Is there a didactic purpose to Genesis 1? Yes, I believe there is. These words are meant to teach us that the Almighty God, the One God, created the world by His Word. He is not like the 'gods' of the nations, either of the gods of the nations that surrounded Israel, or of the gods of the nations in which we live as modern-day Christians.

So the polemical and didactic purposes of the text may differ based on the historical situation and cultural situation of God's people, living under the Old Covenant and the New Covenant, living in the post-modern western world and living in what little pre-modern society still remains. The fact that the sun and moon are not named in the Genesis creation account may have had a specific point, that God created these 'lights', and that they are not deities in themselves. That would have been particularly meaningful, and is still particularly meaningful, in a society in which the heavenly bodies are worshipped as gods. In Canada, apart from some self-conscious pagan revivalists, this is not an issue. The shape and structure of the message affect us in different ways than they did the original readers, because the issues we face are different, and because the situation we live in is different, historically, covenantally, socially.

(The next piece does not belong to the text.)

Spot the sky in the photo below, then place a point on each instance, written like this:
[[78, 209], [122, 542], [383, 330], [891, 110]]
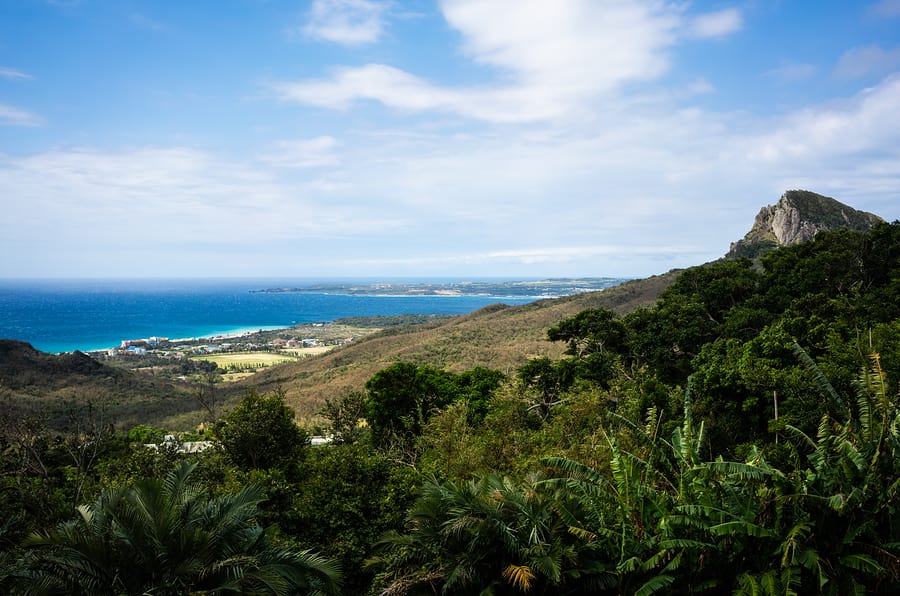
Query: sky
[[451, 138]]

But the shape and structure are there. The form of the account is there. It remains. And on a redemptive-historical level, we are looking at these accounts from a new vantage point, with concerns that outwardly differ (although at bottom, those concerns have the same basis). But my point is this: we simply cannot artificially distinguish the shape and structure of the message from the message itself. Scripture is, to use a phrase that some don't like, an organic unity. In a way, as Marshall McLuhan said, 'the medium is the message.” And the medium of Scripture and its message are a unity.

But there's another problem, and that's dividing the shape and structure of the message from the events that are recorded in the message. Scholars have looked at, for example, the accounts of Abraham and Isaac's relations with Abimelech, and they have seen the similarity in both the form and the content of the stories. Because of this, many have assumed that this is kind of a 'stock' story, which doesn't really have a basis in what actually happened. Since it seems like the same thing happened to Isaac and Rebekah as had previously happened to Abraham and Sarah, it is argued, the events that occurred in history can not be reliably distinguished, and the stories themselves may be ahistorical. Yes, we can learn something from these stories. Yes, we can see a kind of 'mythical' account of the man having his wife taken from him, and saying that she is his sister. But that message is separated from the underlying events, as if the events themselves can be 'discarded,' while the core message that the account of these events gives us is retained.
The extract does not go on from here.